Haşim Kılıç, hükümetin Meclis üzerindeki vesayetinin devam ettiğine işaret ederek, şunları söyledi: “Hükümetin Meclis üzerindeki vesayetinin sebebi nedir? Sebebi şu. Milletvekili, daha seçildiği gün 4 yıl sonra yapılacak seçimi düşünüyor. ‘Sayın genel başkanım beni yeniden aday yapar mı yapmaz mı diye. Bu endişeyle hareket ettiği için oradan gelecek direktiflerle en küçük bir analizi bile değerlendirmeye tabi tutmadan kabul etmek zorunda.

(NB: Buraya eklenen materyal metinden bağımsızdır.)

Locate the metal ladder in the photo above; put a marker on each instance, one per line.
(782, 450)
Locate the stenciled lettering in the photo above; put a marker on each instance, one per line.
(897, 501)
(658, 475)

Bir de malum parti içi disiplinimiz var. Bunun da gereği olarak orada hükümetimiz ne derse Meclisimiz de aynı kanunu çıkarıp gönderecek. Bunu bir Siyasi Partiler Kanunu’nda yapılacak değişikliklerle en aza indirebiliriz. Böylece, milletvekili daha özgürce düşüncelerini ifade edebilir, bu vesayeti ortadan kaldırabiliriz.”